Energy security is now recognized as an essential constituent of national power. South Asian states including Pakistan are far behind in the energy security estimation since the world’s developed nation consumption of Pakistan is predictable to boost in the near future and the demand can rise by almost eight percent ensuing demand of practically114,000 MW in total by near 2030. The people of Pakistan ought to be responsible to tackle the challenge of economic growth. Pakistan also needs to advance its organizational infrastructure and the operational competence of its power plants and refineries to facilitate utmost capacity consumption. The succeeding compulsion is to surmount the federal-provincial and inter-provincial disparities having political tinge and must guarantee the cordial ways out to facilitate the unobstructed continuation of the gas, petroleum, and hydropower projects. To compensate for the domestic deficit in the gas, oil, nuclear, and coal sectors, the next requirement is to expedite the projects with international cooperation, unconstrained by local conditions and external demands. For oil marketing companies (OMCs) margin augmentation is indispensable to energy security in Pakistan to ascertain an incessant provision of petroleum merchandise from the regulated sector.
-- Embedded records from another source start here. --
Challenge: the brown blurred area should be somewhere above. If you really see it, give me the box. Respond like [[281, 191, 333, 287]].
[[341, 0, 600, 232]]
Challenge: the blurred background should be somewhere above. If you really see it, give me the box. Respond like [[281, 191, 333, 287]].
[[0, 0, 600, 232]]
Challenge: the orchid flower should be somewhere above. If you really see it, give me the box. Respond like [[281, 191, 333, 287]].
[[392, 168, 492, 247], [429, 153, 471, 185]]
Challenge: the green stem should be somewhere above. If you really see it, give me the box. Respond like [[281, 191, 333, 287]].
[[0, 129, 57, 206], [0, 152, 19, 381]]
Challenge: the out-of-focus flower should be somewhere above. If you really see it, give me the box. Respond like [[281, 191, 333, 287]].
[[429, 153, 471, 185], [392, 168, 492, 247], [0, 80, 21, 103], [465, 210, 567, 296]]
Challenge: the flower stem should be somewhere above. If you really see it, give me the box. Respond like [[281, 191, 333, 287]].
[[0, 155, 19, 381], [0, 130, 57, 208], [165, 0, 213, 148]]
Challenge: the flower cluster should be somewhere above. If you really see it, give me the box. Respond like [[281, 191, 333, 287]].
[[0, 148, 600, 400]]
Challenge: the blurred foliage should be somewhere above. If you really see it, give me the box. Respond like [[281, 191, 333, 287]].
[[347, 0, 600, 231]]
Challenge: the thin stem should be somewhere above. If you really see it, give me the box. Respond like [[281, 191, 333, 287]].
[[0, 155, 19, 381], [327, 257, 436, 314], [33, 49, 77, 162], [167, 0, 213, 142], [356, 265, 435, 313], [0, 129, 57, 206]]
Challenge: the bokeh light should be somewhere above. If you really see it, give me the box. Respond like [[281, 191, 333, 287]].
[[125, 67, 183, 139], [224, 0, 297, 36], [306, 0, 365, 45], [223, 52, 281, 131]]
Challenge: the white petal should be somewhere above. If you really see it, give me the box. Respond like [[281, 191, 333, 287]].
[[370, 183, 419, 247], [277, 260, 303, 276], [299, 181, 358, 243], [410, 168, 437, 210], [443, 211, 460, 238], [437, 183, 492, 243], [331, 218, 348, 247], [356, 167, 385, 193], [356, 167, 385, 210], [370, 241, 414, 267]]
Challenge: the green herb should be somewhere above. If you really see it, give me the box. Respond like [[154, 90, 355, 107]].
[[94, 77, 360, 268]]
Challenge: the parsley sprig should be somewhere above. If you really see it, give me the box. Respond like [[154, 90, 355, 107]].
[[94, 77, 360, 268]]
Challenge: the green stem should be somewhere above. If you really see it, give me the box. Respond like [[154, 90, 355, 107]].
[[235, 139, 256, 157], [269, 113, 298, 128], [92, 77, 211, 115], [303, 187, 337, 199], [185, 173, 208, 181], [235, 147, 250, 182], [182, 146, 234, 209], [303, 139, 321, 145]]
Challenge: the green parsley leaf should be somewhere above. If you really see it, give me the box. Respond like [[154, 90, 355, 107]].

Pakistan divulges numerous challenges such as deficiency of incorporated energy planning ability and aptitude, unfair energy blend with profound dependence on energy imports, the supply-demand fissure, requisite of better sustainability and affordability in the power sector, the nonexistence of energy-saving culture, paucity of human capital in the energy sector, and grave problems of dishonesty and commissions in energy sector ventures. It is crucial to amplify the share of nuclear energy plus other substitute energy resources in Pakistan to develop a reasonable energy mix. Pakistan direly needs to preserve the exploitation of energy and reroute the same to run its industries and tackle the energy losses, energy pilferage, and energy circular debt as a top priority. The introduction of effectiveness for industrial equipment, transportation, and domestic appliances and a change in strategic culture also needs of hour to practice conservation. In a nutshell, Pakistan must formulate a short and long-term energy plan in addition to an energy structure that should be founded on excellent human resources and proficiency to strategize, design, engineer, produce commission and maneuver energy plants, supply, in short, the complete energy network. Pakistan needs a Pakistani way out of Pakistan’s energy crisis.